Gentile lettore, nell’articolo non c’è scritto “che l’arrivo dei Tirreni sia già ampiamente riscontrato e documentato da altre analisi paleogenetiche”. Si sostiene invece che: “Non sono emersi nelle analisi del DNA dei sardi attuali apporti genetici dei conquistatori romani, eppure gli autoctoni ne hanno interamente adottato la lingua, cioè il latino”. E’ vero che, come Lei afferma, “Non esiste una sola ricerca sul DNA antico che … abbia documentato” l’arrivo di élites. Per il semplice motivo, come da me affermato, che “il DNA delle élites provenienti dall’esterno di un territorio si confonde nel mare magnum del genoma degli autoctoni”. Non vedo quindi il contrasto con lo studio di cui si fa riferimento. Semplicemente non poteva – essendo tra l’altro abbastanza ristretto – rilevare altri apporti genetici di quelli che sono emersi. In ogni caso i contributi di qualunque lettore sono i benvenuti ma espressioni come “fantarcheologia, fantalinguistica e fantagenetica” sembrano più consoni a un bullismo da tastiera piuttosto che all’interno di opinioni espresse da un esperto della materia come Lei dimostra di essere.

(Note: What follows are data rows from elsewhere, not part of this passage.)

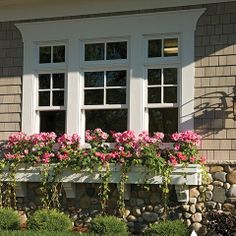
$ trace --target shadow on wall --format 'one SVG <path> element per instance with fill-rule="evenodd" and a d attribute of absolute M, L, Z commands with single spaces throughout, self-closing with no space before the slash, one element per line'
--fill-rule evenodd
<path fill-rule="evenodd" d="M 195 130 L 204 138 L 234 127 L 236 2 L 203 5 L 195 32 Z"/>

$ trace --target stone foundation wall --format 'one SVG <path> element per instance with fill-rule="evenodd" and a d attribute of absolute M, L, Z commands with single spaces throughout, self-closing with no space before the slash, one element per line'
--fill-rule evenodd
<path fill-rule="evenodd" d="M 182 219 L 198 235 L 206 234 L 207 214 L 210 211 L 236 212 L 236 164 L 209 164 L 208 169 L 208 185 L 191 186 L 188 203 L 178 203 L 174 186 L 170 186 L 169 218 Z M 116 215 L 118 190 L 115 184 L 110 187 L 107 213 Z M 41 206 L 39 184 L 28 183 L 27 192 L 25 198 L 17 199 L 17 208 L 23 221 Z M 71 216 L 75 227 L 86 227 L 94 216 L 101 213 L 98 192 L 98 184 L 77 184 L 74 199 L 67 199 L 62 191 L 61 210 Z M 164 211 L 162 201 L 160 186 L 151 185 L 149 190 L 145 190 L 142 186 L 131 185 L 129 200 L 125 201 L 129 230 L 140 233 L 150 223 L 161 220 Z"/>

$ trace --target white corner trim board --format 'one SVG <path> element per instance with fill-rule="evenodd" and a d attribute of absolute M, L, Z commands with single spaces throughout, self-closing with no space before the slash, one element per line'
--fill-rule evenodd
<path fill-rule="evenodd" d="M 16 24 L 24 41 L 22 131 L 39 132 L 36 113 L 36 75 L 38 45 L 63 42 L 66 45 L 67 78 L 66 133 L 84 134 L 82 114 L 83 42 L 126 38 L 129 42 L 127 60 L 130 91 L 128 92 L 128 129 L 139 133 L 146 130 L 145 118 L 145 40 L 161 35 L 178 35 L 179 63 L 179 131 L 193 129 L 194 111 L 194 31 L 205 9 L 170 11 L 152 14 L 114 16 L 64 21 Z M 52 67 L 51 70 L 58 69 Z M 49 68 L 44 68 L 49 70 Z M 137 96 L 138 94 L 138 96 Z M 29 99 L 30 98 L 30 99 Z M 138 105 L 137 105 L 138 104 Z M 138 115 L 137 115 L 138 114 Z"/>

Dimenticavo. Ritenere un bel “fantasy” l’opera più importante di Claudio De Palma è forse anche questo un po’ “sopra le righe”. Le leggo il curriculum dell’autore riportato nel testo: Professore di etruscologia all’Università Internazionale dell’Arte di Firenz e al Middlebury College del Vermont (USA), Ispettore onorario alle antichità di Firenze dal 1959, Presidente della Società italiana di archeologia mediterranea, accademico d’onore dell’Accademia delle arti e del disegno, membro dell’Istituto per la Storia e l’archeologia della Magna Grecia, partecipante ad attività di ricerca archeologica e a missioni scientifiche in Italia e all’Estero. Cordialmente
Claudia De Palma era un giornalista e uno dei tanti tutor degli studenti stranieri nelle tante università straniere a Firenze, non aveva alcuna qualifica accademica, e che la sua opera non goda di credito è un dato di fatto. Non si può usare questa ricerca genetica per tirare fuori per l’ennesima volta la favola dell’elite che avrebbe imposto la lingua, dato che questa ricerca dimostra che questa elite non è mai esistita. Prima o poi bisogna farsene una ragione, gli Etruschi erano europei, persino più europei degli italiani moderni, non si svilupparono grazie all’arrivo di una elite, la loro lingua era antichissima già presente dal neolitico e migrazioni dal Mediterraneo orientale ci saranno solo a partire da epoca romana imperiale e non riguardano gli Etruschi ma la natura cosmopolita di Roma in epoca imperiale.
[…] politiche dominanti e la lingua ufficiale da loro imposta. Il problema della diversità della lingua degli etruschi, per ammissione degli stessi genetisti, infatti, non è stato risolto nemmeno dalle loro ricerche. […]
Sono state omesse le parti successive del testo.